Our Math Applications Course is finishing the semester with reviewing and the final exam.   Students have made considerable progress in problem solving and reasoning, although they often can not see their own progress.  One concept from the course continues to create problems, though … so I’ve been thinking about what causes this difficulty.

Here is an example of a problem dealing with the concept:

A poster is 18 inches by 24 inches (rectangular).  Find the area, and covert it to square feet.

Finding the area’s numerical value was easy; knowing that the unit is ‘square inches’ was simple enough.  Converting to square feet?  Not nearly so easy to see.  Most students kept saying “a foot is 12 inches”, so they divided the area by 12.  One student suggested that we convert the original numbers to feet, and find the area in square feet.  This suggestion was seen as being reasonable, so  we did that … and then came back to the original problem.

As we struggled with this problem, we went back to the ‘a foot is 12 inches’ statement.  After a bit, we drew a square on the board — one side labeled ‘1 foot’ and another ’12 inches’.  Yes, we said, those are the same.  We labeled two sides ‘1 foot’ and two sides ’12 inches’.  The area?  1 square foot, or 144 square inches (a few students then understood what to do with our problem).  Some did not see the implication for converting, so I started drawing 1-inch strips in the square.  That might have helped a little; perhaps not.

A foot is not a foot when we are talking about area (or volume).
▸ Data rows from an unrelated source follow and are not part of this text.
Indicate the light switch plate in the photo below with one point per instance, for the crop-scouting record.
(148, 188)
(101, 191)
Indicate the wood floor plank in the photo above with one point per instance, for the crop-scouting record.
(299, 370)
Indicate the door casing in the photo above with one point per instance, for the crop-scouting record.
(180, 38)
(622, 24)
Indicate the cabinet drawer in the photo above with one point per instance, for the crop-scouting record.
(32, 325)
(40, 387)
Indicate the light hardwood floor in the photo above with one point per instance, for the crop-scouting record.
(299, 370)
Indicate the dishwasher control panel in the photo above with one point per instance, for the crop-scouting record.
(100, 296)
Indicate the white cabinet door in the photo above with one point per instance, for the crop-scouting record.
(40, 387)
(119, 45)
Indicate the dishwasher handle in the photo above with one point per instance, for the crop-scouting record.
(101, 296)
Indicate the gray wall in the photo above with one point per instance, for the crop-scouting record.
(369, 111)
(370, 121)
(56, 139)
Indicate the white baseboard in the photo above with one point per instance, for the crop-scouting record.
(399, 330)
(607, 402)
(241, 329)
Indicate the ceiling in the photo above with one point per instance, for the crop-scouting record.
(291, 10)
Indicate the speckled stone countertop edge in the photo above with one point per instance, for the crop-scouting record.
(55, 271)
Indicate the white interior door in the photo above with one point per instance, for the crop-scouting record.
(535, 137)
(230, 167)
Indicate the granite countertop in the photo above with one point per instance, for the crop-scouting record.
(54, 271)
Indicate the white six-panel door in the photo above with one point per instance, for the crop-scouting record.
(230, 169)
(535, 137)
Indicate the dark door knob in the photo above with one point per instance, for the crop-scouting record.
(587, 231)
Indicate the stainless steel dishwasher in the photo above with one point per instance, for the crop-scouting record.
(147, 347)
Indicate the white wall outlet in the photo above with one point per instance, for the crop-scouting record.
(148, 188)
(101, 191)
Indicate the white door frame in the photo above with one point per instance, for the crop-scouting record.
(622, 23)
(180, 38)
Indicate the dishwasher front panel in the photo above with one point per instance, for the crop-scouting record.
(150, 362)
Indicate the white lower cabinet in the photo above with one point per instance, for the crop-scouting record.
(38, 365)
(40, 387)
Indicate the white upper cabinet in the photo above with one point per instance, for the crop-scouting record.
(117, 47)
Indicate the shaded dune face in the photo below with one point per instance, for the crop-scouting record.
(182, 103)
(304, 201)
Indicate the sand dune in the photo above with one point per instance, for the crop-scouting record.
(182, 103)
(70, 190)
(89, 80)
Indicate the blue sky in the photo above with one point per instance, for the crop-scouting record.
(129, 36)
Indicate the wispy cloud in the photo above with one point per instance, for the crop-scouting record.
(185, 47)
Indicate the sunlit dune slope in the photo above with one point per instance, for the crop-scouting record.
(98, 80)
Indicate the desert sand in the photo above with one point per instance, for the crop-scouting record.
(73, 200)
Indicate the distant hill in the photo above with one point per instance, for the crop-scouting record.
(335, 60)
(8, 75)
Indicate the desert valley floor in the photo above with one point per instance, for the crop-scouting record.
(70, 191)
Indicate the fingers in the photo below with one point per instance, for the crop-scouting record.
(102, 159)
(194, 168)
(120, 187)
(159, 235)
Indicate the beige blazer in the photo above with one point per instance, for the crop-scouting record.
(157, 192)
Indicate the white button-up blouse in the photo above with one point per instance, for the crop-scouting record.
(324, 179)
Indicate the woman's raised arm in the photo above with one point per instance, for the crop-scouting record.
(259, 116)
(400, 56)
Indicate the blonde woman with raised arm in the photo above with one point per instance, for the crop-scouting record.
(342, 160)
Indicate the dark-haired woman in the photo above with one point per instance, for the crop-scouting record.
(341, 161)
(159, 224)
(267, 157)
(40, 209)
In some ways, this is another example of prior learning being built in an overly simple space … we say ‘1 foot is 12 inches’, instead of saying ‘1 foot long is the same as 12 inches long’.  Conditional statements are critical for accurate learning, and enable problem solving skills to develop; unconditional statements impede future learning as the price for short term results.

Where am I presenting learning without conditional statements, when there should be some?  I fear that my classes routinely omit qualifiers for statements, sometimes due to the focus on the present problem … sometimes out of relative ignorance of where else the concept is used.

Sometimes, we create our own problems by deliberately omitting “if” and “when” statements.  Yes, these statements can impede current results; yes, we can become obsessed with technical accuracy to the point that only mathematicians can understand what we are saying.  However, I suspect that the price for simplicity in the ‘now’ is a set of problems in the future.